Des préoccupations quant au bien-être animal apparaissent certes au sein des articles de presse analysés après le dépôt d'une plainte pour maltraitance, mais elles restent très minoritaires[S 15]. La maître de conférences en sciences de l'information et de la communication Eloria Vigouroux-Zugasti relève une « forte distanciation cognitive entre l’élément “cheval” et l’élément “animal” » dans ces articles de presse, ce qu'elle interprète comme une manière d'interroger « la nature vivante et sensible de Saint Boy »[S 15]. Elle ajoute que « l’approche principalement sportive des journalistes tend ainsi à oblitérer la nature de l’équidé, pour le réduire à un élément quelconque ayant joué sur la victoire de la cavalière »[S 15].
Commentateurs sportifs
D'après la journaliste Laure Dasinières (Slate), les commentateurs sportifs qui ont assisté à la scène ont « rejeté toute la responsabilité de cet échec sur le cheval, le traitant ici de « carne » ou usant là d'un champ lexical l'assimilant davantage à une machine qu'à un être sentient »[PG 5].
Éditorialiste
Le , le journaliste du Guardian Beau Dure suggère de remplacer l'épreuve d'équitation du pentathlon moderne par une épreuve d'escalade, arguant que le pentathlon moderne a été créé sur la base des compétences sportives nécessaires à un officier de cavalerie de la fin du XIXe siècle et que l'équitation, en plus de se dérouler dans des conditions « cruelles », n'est plus appropriée à la réalité des compétences sportives nécessaires aux soldats modernes[PG 6].

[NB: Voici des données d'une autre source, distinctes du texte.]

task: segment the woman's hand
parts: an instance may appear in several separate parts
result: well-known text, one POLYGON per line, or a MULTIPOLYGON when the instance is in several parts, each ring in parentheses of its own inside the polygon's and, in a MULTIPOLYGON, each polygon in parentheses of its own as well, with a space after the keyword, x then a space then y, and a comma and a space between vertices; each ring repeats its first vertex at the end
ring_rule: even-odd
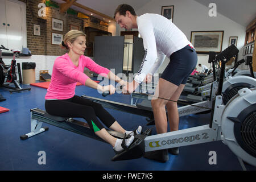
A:
POLYGON ((102 89, 103 92, 109 91, 110 95, 113 94, 115 92, 115 88, 112 85, 104 86, 102 87, 102 89))
POLYGON ((120 84, 120 85, 126 85, 129 84, 128 82, 123 81, 123 80, 121 80, 119 82, 118 82, 118 84, 120 84))
POLYGON ((152 82, 152 75, 147 73, 146 77, 144 78, 143 82, 151 83, 152 82))

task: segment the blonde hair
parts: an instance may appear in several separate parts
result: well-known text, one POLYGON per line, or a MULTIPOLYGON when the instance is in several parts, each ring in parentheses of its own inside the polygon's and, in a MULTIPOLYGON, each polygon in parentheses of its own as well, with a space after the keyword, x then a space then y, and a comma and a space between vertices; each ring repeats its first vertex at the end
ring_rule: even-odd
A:
POLYGON ((76 30, 72 30, 68 31, 64 36, 63 43, 60 44, 60 48, 62 49, 66 49, 69 50, 68 46, 68 42, 73 43, 76 38, 80 36, 84 36, 85 38, 86 35, 81 31, 76 30))

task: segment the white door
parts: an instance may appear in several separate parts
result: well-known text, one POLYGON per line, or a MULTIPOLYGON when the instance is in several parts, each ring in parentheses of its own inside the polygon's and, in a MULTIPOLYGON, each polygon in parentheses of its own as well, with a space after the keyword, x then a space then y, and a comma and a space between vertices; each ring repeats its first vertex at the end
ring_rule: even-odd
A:
POLYGON ((7 48, 6 36, 6 16, 5 14, 5 0, 0 0, 0 45, 7 48))
POLYGON ((10 49, 20 49, 22 48, 21 5, 10 1, 6 1, 5 3, 7 47, 10 49))

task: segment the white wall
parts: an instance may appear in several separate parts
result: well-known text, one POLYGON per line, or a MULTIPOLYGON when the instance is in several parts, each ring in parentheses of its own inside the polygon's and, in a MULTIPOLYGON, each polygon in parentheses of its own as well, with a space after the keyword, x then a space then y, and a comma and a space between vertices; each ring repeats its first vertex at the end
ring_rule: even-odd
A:
MULTIPOLYGON (((210 9, 193 0, 152 0, 142 8, 135 10, 135 12, 139 16, 147 13, 160 14, 162 6, 171 5, 174 5, 174 23, 185 34, 188 40, 190 41, 191 31, 223 30, 222 50, 228 47, 230 36, 238 36, 238 60, 243 58, 242 47, 246 27, 219 14, 218 7, 217 17, 210 17, 208 15, 210 9)), ((119 31, 118 27, 117 25, 117 31, 119 31)), ((197 65, 201 63, 209 67, 208 59, 207 55, 198 55, 197 65)), ((169 59, 166 58, 158 72, 162 73, 169 62, 169 59)), ((245 68, 247 67, 245 66, 245 68)), ((197 70, 200 71, 201 68, 197 70)))

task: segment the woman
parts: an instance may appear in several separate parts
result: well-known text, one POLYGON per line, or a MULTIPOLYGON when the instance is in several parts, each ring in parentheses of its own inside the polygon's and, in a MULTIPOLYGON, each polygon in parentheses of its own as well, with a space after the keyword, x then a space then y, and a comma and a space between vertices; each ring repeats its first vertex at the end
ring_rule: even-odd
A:
POLYGON ((75 95, 77 82, 101 92, 109 91, 110 94, 115 93, 113 86, 102 86, 90 79, 84 73, 85 67, 97 73, 105 74, 121 85, 125 84, 125 81, 108 69, 84 56, 86 47, 85 44, 86 35, 81 31, 71 30, 65 35, 61 47, 67 49, 68 53, 57 57, 54 62, 51 84, 45 97, 46 110, 52 115, 83 118, 95 134, 110 143, 114 151, 119 153, 123 150, 121 146, 122 140, 110 135, 97 117, 108 127, 131 135, 130 138, 125 140, 126 147, 129 147, 133 142, 134 139, 133 135, 140 133, 141 126, 139 126, 136 132, 126 131, 101 105, 75 95))

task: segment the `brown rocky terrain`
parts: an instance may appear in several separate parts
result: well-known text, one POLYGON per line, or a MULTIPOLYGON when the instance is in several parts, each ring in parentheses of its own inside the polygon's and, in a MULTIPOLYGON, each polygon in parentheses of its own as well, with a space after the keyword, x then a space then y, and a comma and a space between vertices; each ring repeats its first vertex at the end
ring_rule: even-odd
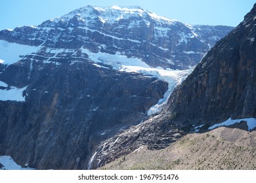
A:
POLYGON ((170 146, 142 146, 100 169, 256 169, 256 131, 221 127, 183 136, 170 146))

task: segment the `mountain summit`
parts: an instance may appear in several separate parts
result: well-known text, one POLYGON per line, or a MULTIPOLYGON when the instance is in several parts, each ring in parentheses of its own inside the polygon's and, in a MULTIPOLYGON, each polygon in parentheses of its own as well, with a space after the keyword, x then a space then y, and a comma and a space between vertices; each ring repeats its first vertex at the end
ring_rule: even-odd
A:
MULTIPOLYGON (((188 69, 232 29, 87 6, 1 31, 0 155, 40 169, 93 167, 99 144, 159 114, 188 69)), ((155 137, 181 137, 172 127, 148 136, 152 148, 155 137)))
POLYGON ((137 58, 154 67, 186 69, 232 28, 190 25, 137 7, 87 6, 38 26, 3 30, 0 39, 51 48, 83 48, 137 58))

De l'Union internationale de pentathlon moderne (UIPM)
Cet incident sportif met l'Union internationale de pentathlon moderne (UIPM) sous le feu des critiques, dans un contexte où des athlètes, des médias, et le Comité international olympique, lui avaient déjà demandé auparavant de moderniser ce sport[4]. Le lendemain du parcours, l'UIPM exclut l'entraîneuse Kim Raisner jusqu'à la fin des JO de Tokyo, en raison du coup qu'elle a porté à Saint Boy[PS 3]. Le règlement de l'épreuve de pentathlon interdit en effet qu'une autre personne que l'athlète touche le cheval[PG 1].
Le président de l'UIPM, Klaus Schormann, déclare que les chevaux de l'épreuve équestre de pentathlon sont d'excellente qualité et que les athlètes ne peuvent s'en prendre qu'à eux-mêmes en cas de piètres performances[3]. Face au tollé mondial provoqué par la diffusion des vidéos de l'épreuve, l'UIPM publie le un communiqué rassurant au sujet de l'avenir de l'équitation dans ce sport et de l'état de santé de Saint Boy[S 8]. Ce communiqué donne des nouvelles du cheval (de retour dans son écurie, Minakuchi, dans la préfecture de Shiga), et le décrit comme « en bonne santé », quoique « fatigué par la compétition »[PG 7],[PS 4].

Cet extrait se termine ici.